Methods: Data from 5 randomized, double-blind, placebo-controlled, 8-week trials in outpatients with Diagnostic and Statistical Manual of Mental Disorders, Fourth Edition MDD were pooled. In each study, patients with primary anxiety disorders were excluded. Eligible patients were randomized to fixed doses of desvenlafaxine (50, 100, 200, or 400 mg/d; n=1342) or placebo (n=631). The efficacy outcomes for this analysis were scores on the 17-item Hamilton Rating Scale for Depression (HAM-D17) Anxiety subscale (sum of psychic and somatic anxiety items) and Covi Anxiety scale (measured in 4 of the 5 trials). Final on-therapy data were analyzed using analysis of covariance; the adjusted mean changes from baseline are reported here.

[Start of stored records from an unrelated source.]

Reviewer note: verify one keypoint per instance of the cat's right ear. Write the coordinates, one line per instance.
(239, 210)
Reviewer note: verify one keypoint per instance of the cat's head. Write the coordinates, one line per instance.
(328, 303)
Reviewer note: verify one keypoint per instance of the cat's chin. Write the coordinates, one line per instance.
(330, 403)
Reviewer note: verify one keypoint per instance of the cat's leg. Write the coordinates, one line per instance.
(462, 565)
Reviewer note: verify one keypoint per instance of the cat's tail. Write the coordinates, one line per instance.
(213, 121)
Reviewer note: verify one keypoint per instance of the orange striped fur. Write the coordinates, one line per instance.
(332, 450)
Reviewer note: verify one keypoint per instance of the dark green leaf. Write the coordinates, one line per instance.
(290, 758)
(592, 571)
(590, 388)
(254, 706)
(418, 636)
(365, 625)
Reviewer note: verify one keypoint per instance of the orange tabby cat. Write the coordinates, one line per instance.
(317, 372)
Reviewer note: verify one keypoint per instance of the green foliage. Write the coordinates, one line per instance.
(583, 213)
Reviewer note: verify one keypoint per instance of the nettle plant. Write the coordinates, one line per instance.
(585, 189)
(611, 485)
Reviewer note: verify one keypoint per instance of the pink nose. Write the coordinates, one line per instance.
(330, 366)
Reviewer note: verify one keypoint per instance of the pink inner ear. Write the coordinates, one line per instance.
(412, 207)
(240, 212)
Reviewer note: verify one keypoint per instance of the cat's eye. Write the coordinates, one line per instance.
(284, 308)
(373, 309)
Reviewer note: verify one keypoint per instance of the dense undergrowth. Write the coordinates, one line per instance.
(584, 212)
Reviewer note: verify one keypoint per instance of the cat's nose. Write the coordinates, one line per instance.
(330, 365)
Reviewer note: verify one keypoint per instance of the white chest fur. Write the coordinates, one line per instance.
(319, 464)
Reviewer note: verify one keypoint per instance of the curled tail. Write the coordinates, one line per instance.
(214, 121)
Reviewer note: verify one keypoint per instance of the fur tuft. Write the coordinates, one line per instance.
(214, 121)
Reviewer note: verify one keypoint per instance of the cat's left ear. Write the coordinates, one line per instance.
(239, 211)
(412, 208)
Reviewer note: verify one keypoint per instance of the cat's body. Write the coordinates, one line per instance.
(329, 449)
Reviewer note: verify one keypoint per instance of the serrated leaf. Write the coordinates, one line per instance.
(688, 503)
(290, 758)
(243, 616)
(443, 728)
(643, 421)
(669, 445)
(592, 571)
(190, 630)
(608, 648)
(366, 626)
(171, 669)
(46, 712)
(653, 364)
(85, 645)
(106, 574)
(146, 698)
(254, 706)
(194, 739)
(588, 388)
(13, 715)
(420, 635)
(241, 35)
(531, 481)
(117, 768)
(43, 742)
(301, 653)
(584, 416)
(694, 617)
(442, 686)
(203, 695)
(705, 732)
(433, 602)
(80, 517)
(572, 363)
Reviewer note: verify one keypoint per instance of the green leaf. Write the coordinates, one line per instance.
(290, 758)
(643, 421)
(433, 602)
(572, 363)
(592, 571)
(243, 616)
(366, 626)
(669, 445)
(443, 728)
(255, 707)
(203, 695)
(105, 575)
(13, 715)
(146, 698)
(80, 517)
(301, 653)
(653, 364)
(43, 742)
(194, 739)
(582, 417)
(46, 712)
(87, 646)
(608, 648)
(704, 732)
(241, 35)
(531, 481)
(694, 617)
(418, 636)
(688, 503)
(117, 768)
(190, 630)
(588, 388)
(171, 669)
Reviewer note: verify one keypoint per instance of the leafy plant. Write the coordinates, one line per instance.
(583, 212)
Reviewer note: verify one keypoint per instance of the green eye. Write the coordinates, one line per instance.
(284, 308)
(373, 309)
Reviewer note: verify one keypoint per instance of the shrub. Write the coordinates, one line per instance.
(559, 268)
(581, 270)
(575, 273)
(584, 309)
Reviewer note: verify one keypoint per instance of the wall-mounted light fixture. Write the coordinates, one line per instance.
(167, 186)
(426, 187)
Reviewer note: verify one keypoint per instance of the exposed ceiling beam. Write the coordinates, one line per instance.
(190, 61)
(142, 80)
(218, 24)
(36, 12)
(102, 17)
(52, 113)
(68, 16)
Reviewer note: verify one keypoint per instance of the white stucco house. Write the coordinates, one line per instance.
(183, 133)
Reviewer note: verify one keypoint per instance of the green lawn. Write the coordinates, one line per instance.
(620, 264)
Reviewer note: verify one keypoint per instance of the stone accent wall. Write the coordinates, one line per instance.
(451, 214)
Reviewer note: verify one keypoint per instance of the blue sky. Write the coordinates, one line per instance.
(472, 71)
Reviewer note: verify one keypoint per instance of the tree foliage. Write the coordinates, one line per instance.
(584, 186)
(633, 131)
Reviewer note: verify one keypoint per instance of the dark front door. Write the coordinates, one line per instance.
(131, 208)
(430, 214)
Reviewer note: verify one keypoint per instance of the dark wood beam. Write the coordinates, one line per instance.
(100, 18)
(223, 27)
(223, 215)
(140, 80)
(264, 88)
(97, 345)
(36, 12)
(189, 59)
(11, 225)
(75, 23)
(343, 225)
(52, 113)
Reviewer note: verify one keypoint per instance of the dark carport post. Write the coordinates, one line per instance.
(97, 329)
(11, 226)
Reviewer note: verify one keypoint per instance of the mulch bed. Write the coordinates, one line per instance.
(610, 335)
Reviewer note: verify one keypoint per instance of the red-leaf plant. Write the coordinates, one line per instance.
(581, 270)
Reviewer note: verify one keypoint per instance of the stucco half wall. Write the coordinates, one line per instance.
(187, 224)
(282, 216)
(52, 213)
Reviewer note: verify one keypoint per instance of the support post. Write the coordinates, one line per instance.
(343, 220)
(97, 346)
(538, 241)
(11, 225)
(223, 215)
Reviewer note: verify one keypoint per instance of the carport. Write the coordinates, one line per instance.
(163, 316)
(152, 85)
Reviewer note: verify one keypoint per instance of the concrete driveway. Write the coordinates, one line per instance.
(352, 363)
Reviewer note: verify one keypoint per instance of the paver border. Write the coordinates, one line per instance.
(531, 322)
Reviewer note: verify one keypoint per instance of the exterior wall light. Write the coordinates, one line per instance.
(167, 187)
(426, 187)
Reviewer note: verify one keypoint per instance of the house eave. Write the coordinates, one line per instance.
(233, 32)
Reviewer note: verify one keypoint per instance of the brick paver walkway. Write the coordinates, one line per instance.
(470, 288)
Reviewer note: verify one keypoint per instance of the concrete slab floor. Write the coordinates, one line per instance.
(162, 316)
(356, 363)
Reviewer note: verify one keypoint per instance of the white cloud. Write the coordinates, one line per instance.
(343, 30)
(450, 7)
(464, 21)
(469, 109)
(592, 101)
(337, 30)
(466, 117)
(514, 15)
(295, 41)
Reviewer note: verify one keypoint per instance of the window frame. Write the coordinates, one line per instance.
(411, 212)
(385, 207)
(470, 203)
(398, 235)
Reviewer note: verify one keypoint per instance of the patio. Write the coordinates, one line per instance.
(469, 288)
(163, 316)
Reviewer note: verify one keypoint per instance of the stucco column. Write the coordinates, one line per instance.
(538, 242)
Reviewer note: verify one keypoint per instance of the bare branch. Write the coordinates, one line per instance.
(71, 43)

Results: Improvement was significantly greater from baseline for desvenlafaxine vs placebo on the HAM-D17 Anxiety subscale in the combined data set (−3.5 vs −2.8; P<0.001) and the 50-mg/d (−3.9 vs −3.2; P<0.001), 100-mg/d (−3.6 vs −2.9; P<0.001), 200-mg/d (−3.2 vs −2.7; P=0.007), and 400-mg/d (−3.2 vs −2.7; P=0.011) dose groups. Significantly greater improvement from baseline was also found for desvenlafaxine compared with placebo on the Covi Anxiety scale total score for the combined data set (−1.4 vs −1.0.; P<0.001) and the 50-mg/d (−1.6 vs −1.1; P<0.001), 100-mg/d (−1.4 vs −1.0; P<0.001), and 200-mg/d (−1.3 vs −0.9; P=0.015) dose groups.
Conclusion: In this analysis, desvenlafaxine significantly improved anxiety symptoms in patients with MDD overall and at each dose level studied.